Small cells; unproctored scores inflated toward the ceiling. Effects are reported distributionally and per course before pooling, a reporting discipline this literature still lacks.
Disadvantage, Not Policy or Illness, and Mass-Shooting Rates
Research Square preprint · a negative-binomial state panel, 2018 to 2024
Which state characteristics track mass-shooting rates, gun policy, mental illness, or socioeconomic conditions?
- State-year panel: 50 states, 350 state-years, 3,783 incidents (Gun Violence Archive, 2018 to 2024)
- Negative-binomial regression with population offset, calendar-year fixed effects, CR2 cluster-robust SEs
- Standardized incidence-rate ratios per SD; LASSO + tree-ensemble triangulation
- Incidence roughly doubled at the 2021 peak (IRR 2.02, CI 1.68 to 2.43), elevated through 2024 (1.55)

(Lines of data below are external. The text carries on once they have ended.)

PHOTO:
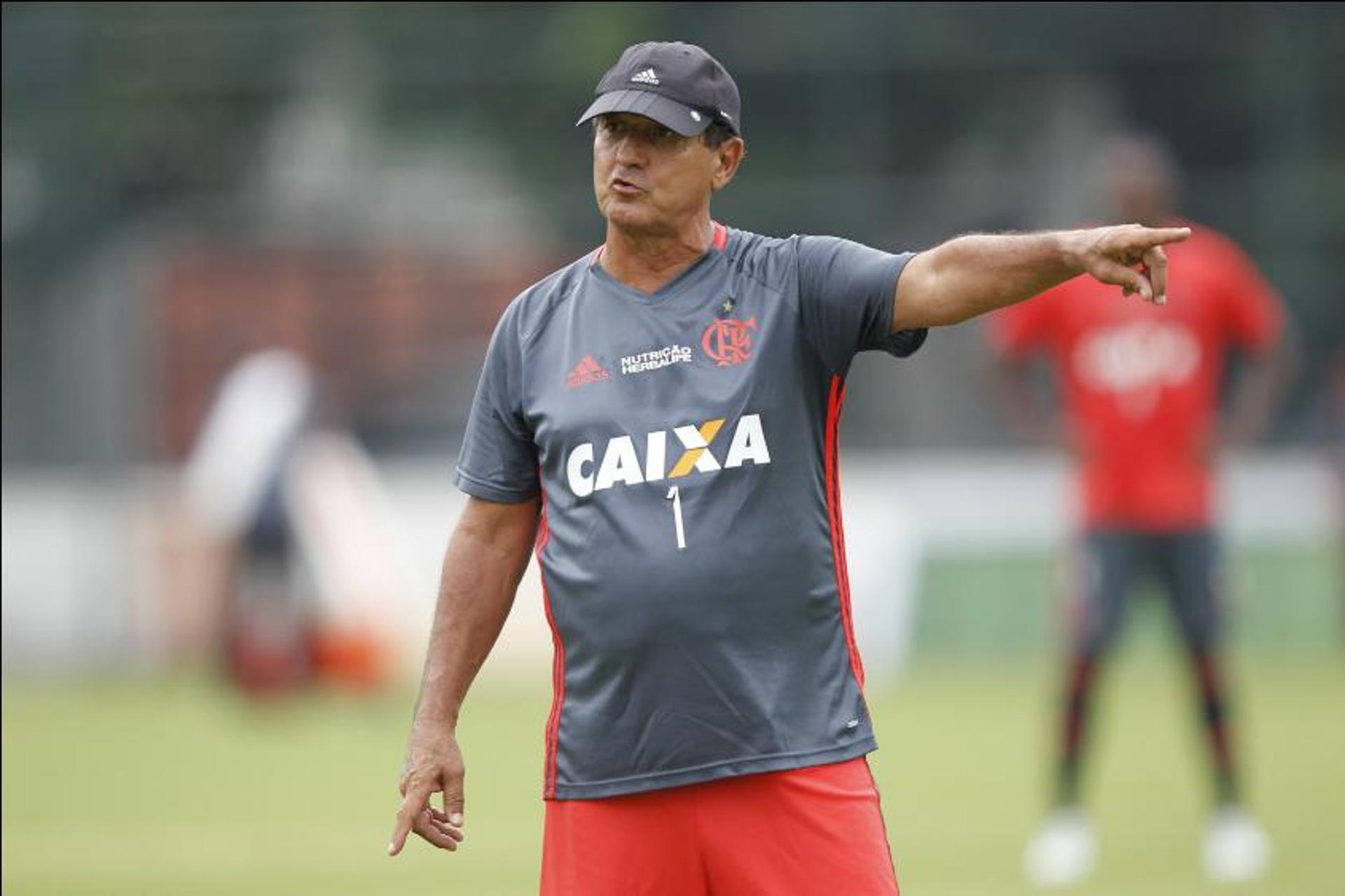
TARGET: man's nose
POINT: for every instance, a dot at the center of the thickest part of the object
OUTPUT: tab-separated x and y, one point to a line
631	151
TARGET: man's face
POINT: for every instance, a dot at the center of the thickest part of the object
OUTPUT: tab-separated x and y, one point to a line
647	178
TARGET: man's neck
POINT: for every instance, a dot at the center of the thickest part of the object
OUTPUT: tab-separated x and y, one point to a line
650	261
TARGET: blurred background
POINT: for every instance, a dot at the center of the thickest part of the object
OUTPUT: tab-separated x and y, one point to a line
252	254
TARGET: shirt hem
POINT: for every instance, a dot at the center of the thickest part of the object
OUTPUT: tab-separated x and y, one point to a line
715	771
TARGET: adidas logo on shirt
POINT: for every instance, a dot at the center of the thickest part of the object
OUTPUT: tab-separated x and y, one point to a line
586	371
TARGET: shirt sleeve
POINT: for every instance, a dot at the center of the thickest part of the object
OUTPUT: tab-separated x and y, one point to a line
499	456
1253	310
845	296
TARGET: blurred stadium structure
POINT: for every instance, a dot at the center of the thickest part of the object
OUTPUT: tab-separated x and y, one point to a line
368	185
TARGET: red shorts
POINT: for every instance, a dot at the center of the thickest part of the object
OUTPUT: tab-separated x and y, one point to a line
807	830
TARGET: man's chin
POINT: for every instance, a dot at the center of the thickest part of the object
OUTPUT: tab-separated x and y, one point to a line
633	217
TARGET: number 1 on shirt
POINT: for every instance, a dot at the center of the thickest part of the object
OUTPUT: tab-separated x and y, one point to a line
675	497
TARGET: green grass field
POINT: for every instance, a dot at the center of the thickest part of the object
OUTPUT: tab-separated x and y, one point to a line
179	786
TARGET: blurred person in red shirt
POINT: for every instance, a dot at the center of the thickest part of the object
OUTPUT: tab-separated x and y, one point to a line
1140	392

- Poverty IRR 1.45 [1.18 to 1.79], p = .006, the most stable predictor; inequality 1.44 (r = 0.50 with poverty)
- Gun-law strength 1.11, ownership 1.07, serious mental illness 1.04, none associated
- LASSO retained only the socioeconomic-disadvantage measures
The post-2020 surge was broad and sustained, and its geography tracks socioeconomic disadvantage, chiefly poverty, rather than gun-law permissiveness or mental-illness prevalence.
Ecological and observational: no individual-level or causal inference, and the conclusions are sensitive to how “mass shooting” is defined (here, the GVA four-or-more definition).